Project Update #1, 05.12.19

It has been a couple of months now since the unit has started. Before the summer, I had planned to use the Writing in the Community unit to practice my copywriting. However, a lot changed for me personally in one summer: Gemma (my partner) got pregnant and our son came early at 23 weeks and 4 days. We had 8 days with him, before he passed away. Since then, I have found a sense of purpose in my writing: I want to raise awareness about 1) what can happen during pregnancy, 2) the male’s POV during pregnancy, and 3) the grief around the loss of a baby. This resulted in an idea for a book: 9 months, my arse – something I started writing a couple of weeks after returning from the hospital in Oxford, back in late September. All the while, I kept in touch with my course leader at university, not wanting to fall behind in my third year. Around this time, the idea for my Writing in the Community project completely changed.

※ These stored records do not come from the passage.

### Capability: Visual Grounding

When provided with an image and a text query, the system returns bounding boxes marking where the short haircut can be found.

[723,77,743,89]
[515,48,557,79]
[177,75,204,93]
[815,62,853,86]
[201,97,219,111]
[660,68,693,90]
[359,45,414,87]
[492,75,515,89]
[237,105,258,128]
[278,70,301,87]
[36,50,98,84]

9 months, my arse had initially been an idea to capture mine and Gemma’s story, plus the aftermath/grief. However, when I decided that I wanted to emphasise the male’s POV too, it dawned on me that I could open-up to having the likes of my father, plus Gemma’s father, to write features for the book too. Thus, running the idea and getting it approved by my course leader, my project changed to invite my father, Gemma’s father, Gemma herself, and my brother to write features for the book. I would also approach The John Radcliffe Hospital’s charity, SSNAP, to see if they could write a feature too.

Since the idea game to fruition and got okayed, my course leader had met with the ethics committee at the university to see if the project was ethically OK. We proceeded to agree that the word count for the features would max at 2K words, with no real minimum – aware that the four people being invited to write have never written creatively before, and that the subject would be extremely personal. Personally, it will be difficult for me too. Where the creative process will include me editing their features, I will be reading family members’ words about an emotional subject. Knowing the power of writing, there is a high chance that through the features, my family members may mention feelings and thoughts that they have not mentioned to Gemma and myself previously.

Importantly, however, I am hoping that the sense of purpose and the therapeutic qualities that writing offers will help myself and those involved complete the features despite the sensitivity of the subject.

Next up, I have to email and/or make contact with SSNAP to see if they are happy, and that it is possible, for them to write a feature for the book; to get the project officially approved (with the decided word count) by the university’s ethics committee; and to formally ask the four family members to write the features. Meanwhile, I have been writing the story for 9 months, my arse – this will help me discover the voice for the book, thus making the editing of the feature’s clearer too.